73-year-old ‘student’ still taking classes with University of the Third Age

Gazette & Herald: At the last meeting of the Ryedale branch of U3A, from left, committee member Charles Weston, guest speaker Robin Lidster and chairman Marjorie Walker At the last meeting of the Ryedale branch of U3A, from left, committee member Charles Weston, guest speaker Robin Lidster and chairman Marjorie Walker

HANNAH BRYAN joins the “youngsters” of the Ryedale branch of the U3A

“We all want to be kept young.” It would be hard to argue with what 70-year-old Charles Weston is telling me and in a packed out Kirby Misperton hall of about 100 people, it seems they all share the same view.

They have found a way of doing that though because everyone in the hall waiting to hear speaker Robin Lidster deliver his talk on “A Century of Picture Postcards” has joined the University of the Third Age (U3A).

“It keeps you young in a way which is really good,” Charles tells me. “It’s very much an organic organisation because the success of it depends on its members. People who are retired often wish to use their brains still, or they have hobbies they wish to pursue, activities or particular interests.”

The national organisation has about 40,000 members and about 400 of those are in the Ryedale branch, meeting each month to listen to guest speakers and, in their own time, organising meetings with like-minded people who want to pursue the same hobbies.

From Scottish country dancing and wine appreciation to local history and walking groups, whatever the interest there is something for everyone. “It’s a case of if someone wants to start a French speaking group for example, we will publish it in the meeting and our newsletter and then they make the plans for it and they will become an affiliated group to the branch.”

Charles has been a member of the Ryedale U3A group for about four years and was the vice- chairman in 2013. He has also been involved in the film group where they meet once a month and watch classical films.

“Most people want to remain active when they retire and, because of that, this was set up with a view to encouraging people to play an active part in the community,” says Charles.

Ken Chadwick, a former chairman of the group, set up the classical music concerts group during his 19 years as part of the branch. With just under 10 members, like other groups in the branch they meet once a month to share their passion for music.

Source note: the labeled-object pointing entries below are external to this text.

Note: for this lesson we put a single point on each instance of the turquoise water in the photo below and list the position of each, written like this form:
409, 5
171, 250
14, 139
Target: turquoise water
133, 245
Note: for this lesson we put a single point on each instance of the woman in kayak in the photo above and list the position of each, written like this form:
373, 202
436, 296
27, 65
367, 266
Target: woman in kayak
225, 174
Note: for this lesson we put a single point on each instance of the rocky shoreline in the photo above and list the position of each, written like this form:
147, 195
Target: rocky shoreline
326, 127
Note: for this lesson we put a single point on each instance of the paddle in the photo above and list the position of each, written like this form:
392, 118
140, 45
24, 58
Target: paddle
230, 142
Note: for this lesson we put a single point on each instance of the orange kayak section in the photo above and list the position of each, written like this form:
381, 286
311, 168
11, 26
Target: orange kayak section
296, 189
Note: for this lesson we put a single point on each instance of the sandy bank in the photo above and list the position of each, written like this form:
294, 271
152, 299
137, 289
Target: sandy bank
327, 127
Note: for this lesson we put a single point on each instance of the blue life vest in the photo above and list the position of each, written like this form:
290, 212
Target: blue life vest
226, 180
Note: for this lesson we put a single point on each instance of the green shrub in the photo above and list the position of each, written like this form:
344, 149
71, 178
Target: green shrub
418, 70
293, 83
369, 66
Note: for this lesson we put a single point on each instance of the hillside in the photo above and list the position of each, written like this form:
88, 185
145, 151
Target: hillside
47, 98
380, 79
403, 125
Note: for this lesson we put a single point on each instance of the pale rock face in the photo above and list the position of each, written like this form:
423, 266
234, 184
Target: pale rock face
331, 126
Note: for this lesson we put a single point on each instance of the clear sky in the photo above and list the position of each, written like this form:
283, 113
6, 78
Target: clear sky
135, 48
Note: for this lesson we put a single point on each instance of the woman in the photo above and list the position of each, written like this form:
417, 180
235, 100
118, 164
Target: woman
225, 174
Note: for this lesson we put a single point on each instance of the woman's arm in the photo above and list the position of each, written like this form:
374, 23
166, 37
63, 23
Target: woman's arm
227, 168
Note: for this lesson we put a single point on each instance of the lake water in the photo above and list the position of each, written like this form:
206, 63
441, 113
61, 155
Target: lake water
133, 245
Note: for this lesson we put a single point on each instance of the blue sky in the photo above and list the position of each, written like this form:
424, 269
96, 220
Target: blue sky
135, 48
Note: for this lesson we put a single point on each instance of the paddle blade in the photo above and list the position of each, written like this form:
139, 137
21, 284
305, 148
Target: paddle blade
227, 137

Ken says: “I think it’s a wonderful organisation for people our age to be able to be a part of. It definitely keeps you young, I’m 73, but I feel 53.”

Having just celebrated the 20th anniversary with guest speaker – chairwoman of the U3A National, Barbara Lewis – giving a talk entitled “Learn, Laugh and Live”, the Ryedale branch of the U3A has some exciting times ahead.

Norton College has agreed to try a six-week course in the sixth-form beginning today (Wednesday), which aims to bring the younger and older generations together.

U3A members will be able to choose topics from Skyping, using Smartphones or ipads to social media and using online shopping facilities, all shown to them by the students of the college.

They are certainly being kept young, that is for sure.

Annual membership of Ryedale U3A is £14 for one or £20 for two people living at the same address.